Açúcar ou gordura?

Photo credit: Ian Muttoo via VisualHunt.com / CC BY-NC-SA

Na edição deste mês da revista Piauí (junho/2016) li uma matéria incrível sobre a teoria do açúcar superando a da gordura como vilão da saúde.

Mais do que debater sobre os prejuízos entre um e outro, a revista conta os bastidores da cena acadêmica na luta entre as duas teorias.

 

Mas afinal, é açúcar ou gordura?

Essa batalha, foi vencida pela corrente da gordura até recentemente. Mas massacrou cientistas que tentavam em vão provar o contrário. A matéria da Piauí mostra como, ao longo de décadas, todo um sistema se fortalecia e se protegia de teorias que ousavam discordar da corrente principal. Esse sistema era composto pela academia, pelos órgãos nacionais e internacionais de saúde e a própria indústria de alimentos. Dentre os vários erros cometidos nessa área nos últimos quarenta anos, até sexismo rolou.

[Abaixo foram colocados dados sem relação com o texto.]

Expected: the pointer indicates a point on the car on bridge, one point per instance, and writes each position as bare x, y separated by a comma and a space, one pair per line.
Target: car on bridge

Acredite se quiser, segundo a matéria, o primeiro estudo feito com mulheres para testar a hipótese da gordura só aconteceu em 1993.

Lembrei-me imediatamente do livro Sugar Blues, best seller nos anos 70. Nessa época a gordura ainda não era uma unanimidade. Esse livro foi motivo de muita gente largar os doces. Recordei os tempos da minha infância, em que meus tios, que sempre foram à frente do seu tempo, apregoavam os perigos do açúcar.

Independente de qual seja o maior vilão, no fim os maiores perdedores fomos nós mesmos. Após décadas de teorias sobre o colesterol e o perigo da gordura, o resultado está ai. A obesidade e os índices de cardiopatias e diabetes dispararam em vários lugares do mundo. Inclusive no Brasil.

 

E o que nós, mães, temos a ver com tudo isso?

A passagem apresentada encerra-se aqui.